Vassanelli S, Bandiera L, Borgo M, Cellere G, Santoni L, Bersani C, Salamon M, Zaccolo M, Lorenzelli L, Girardi S, Maschietto M, Dal Maschio M, Paccagnella A
University of Padova, Department of Human Anatomy and Physiology, Section of Physiology, via Marzolo 3 - 35131, Padova, Italy.
N Biotechnol. 2008 Jun;25(1):55-67. doi: 10.1016/j.nbt.2008.03.002. Epub 2008 Apr 18.
Single-cell experiments represent the next frontier for biochemical and gene expression research. Although bulk-scale methods averaging populations of cells have been traditionally used to investigate cellular behavior, they mask individual cell features and can lead to misleading or insufficient biological results. We report on a single-cell electroporation microarray enabling the transfection of pre-selected individual cells at different sites within the same culture (space-resolved), at arbitrarily chosen time points and even sequentially to the same cells (time-resolved). Delivery of impermeant molecules by single-cell electroporation was first proven to be finely tunable by acting on the electroporation protocol and then optimized for transfection of nucleic acids into Chinese Hamster Ovary (CHO-K1) cells. We focused on DNA oligonucleotides (ODNs), short interfering RNAs (siRNAs), and DNA plasmid vectors, thus providing a versatile and easy-to-use platform for time-resolved gene expression experiments in single mammalian cells.

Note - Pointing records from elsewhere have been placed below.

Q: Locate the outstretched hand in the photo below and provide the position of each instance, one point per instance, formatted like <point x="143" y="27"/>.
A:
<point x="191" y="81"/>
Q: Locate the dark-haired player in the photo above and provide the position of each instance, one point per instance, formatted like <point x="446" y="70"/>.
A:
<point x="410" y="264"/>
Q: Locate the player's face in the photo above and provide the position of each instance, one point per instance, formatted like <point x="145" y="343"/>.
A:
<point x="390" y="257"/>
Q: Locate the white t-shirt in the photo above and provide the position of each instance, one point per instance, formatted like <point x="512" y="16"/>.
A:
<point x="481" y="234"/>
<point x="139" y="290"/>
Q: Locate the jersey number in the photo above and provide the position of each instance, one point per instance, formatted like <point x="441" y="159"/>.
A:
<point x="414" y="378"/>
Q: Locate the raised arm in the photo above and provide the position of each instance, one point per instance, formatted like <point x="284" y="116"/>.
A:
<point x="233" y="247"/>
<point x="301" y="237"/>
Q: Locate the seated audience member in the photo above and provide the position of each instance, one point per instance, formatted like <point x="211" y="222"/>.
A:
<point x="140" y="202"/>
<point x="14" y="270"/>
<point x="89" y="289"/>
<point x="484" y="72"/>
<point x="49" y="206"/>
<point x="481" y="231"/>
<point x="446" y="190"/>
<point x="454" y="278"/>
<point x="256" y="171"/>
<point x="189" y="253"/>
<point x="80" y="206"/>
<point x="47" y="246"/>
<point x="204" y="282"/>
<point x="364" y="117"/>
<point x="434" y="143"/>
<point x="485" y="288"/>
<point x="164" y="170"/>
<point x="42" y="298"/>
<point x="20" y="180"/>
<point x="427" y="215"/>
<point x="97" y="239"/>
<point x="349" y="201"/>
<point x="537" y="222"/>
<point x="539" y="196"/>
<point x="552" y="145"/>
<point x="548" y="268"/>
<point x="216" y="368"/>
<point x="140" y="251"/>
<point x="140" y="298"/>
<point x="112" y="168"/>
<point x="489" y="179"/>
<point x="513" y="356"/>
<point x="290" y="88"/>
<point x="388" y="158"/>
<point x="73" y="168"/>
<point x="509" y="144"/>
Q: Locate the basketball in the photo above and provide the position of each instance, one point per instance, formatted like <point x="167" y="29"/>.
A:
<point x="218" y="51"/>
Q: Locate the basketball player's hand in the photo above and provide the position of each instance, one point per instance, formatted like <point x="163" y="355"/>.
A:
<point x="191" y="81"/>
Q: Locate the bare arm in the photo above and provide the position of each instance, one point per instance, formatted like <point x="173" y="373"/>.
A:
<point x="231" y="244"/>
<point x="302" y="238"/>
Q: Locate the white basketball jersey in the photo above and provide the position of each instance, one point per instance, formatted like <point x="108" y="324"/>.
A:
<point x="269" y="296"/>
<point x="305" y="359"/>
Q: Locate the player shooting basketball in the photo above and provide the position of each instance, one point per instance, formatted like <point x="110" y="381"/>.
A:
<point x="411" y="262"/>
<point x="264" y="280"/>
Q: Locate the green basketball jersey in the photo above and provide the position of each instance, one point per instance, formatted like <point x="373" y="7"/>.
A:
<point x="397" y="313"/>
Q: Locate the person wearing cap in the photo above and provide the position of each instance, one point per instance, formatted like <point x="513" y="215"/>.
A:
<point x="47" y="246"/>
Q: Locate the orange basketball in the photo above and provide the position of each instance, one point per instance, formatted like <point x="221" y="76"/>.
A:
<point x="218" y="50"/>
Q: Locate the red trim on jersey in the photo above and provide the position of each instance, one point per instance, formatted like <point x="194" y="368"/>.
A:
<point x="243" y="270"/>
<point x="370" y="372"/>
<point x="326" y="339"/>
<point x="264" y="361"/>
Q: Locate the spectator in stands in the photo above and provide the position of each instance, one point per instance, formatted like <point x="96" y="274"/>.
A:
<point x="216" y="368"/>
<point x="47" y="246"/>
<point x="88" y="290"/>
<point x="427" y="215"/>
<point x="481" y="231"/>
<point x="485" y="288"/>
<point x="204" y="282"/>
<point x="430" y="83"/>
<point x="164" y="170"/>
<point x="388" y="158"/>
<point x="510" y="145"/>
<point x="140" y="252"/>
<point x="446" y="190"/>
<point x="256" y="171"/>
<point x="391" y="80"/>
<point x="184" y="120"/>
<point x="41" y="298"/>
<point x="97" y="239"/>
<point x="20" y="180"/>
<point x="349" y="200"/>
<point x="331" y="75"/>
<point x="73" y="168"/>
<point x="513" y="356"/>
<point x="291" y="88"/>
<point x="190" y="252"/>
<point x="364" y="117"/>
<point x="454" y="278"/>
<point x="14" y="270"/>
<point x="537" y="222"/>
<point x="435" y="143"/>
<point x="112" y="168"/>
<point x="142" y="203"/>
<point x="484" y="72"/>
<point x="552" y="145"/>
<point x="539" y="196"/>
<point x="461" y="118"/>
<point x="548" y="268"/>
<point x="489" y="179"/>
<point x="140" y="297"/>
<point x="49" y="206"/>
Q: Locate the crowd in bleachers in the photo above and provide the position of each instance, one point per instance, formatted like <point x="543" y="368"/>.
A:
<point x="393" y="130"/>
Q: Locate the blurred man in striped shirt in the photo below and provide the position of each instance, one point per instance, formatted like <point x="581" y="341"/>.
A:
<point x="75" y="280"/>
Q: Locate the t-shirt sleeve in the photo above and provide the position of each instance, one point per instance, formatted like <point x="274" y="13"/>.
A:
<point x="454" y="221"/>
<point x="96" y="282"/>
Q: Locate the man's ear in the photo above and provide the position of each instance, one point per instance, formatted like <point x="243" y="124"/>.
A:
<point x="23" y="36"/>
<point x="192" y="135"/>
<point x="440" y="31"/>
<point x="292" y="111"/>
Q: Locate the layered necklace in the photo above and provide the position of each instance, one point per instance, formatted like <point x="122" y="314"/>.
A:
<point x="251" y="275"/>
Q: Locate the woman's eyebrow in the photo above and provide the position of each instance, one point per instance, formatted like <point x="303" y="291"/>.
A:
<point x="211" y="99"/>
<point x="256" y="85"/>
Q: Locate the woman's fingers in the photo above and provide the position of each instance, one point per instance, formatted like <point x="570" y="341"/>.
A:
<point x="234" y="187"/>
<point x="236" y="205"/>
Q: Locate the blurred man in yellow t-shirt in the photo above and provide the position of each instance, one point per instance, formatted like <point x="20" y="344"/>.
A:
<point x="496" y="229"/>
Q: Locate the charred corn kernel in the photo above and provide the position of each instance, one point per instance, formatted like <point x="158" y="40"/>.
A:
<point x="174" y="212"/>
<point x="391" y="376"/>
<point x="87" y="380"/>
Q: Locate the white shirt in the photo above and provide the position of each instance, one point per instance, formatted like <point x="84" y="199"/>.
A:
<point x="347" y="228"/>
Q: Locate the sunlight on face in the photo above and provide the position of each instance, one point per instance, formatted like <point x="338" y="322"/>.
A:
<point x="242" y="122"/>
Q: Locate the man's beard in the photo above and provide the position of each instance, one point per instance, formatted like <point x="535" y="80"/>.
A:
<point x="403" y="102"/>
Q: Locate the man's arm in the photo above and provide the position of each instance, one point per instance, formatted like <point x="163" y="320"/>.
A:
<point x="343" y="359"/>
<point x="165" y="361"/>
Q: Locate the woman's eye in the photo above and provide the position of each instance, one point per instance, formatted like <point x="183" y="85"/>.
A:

单细胞实验代表了生化和基因表达研究的下一个前沿领域。尽管传统上一直使用对细胞群体进行平均的大规模方法来研究细胞行为,但这些方法掩盖了单个细胞的特征,可能导致具有误导性或不充分的生物学结果。我们报道了一种单细胞电穿孔微阵列,它能够在同一培养物中的不同位点(空间分辨)、在任意选择的时间点,甚至对同一细胞进行连续转染(时间分辨),对预先选定的单个细胞进行转染。通过单细胞电穿孔递送非渗透性分子首先被证明可以通过作用于电穿孔方案进行精细调节,然后针对将核酸转染到中国仓鼠卵巢(CHO-K1)细胞中进行了优化。我们专注于DNA寡核苷酸(ODN)、小干扰RNA(siRNA)和DNA质粒载体,从而为单个哺乳动物细胞中的时间分辨基因表达实验提供了一个通用且易于使用的平台。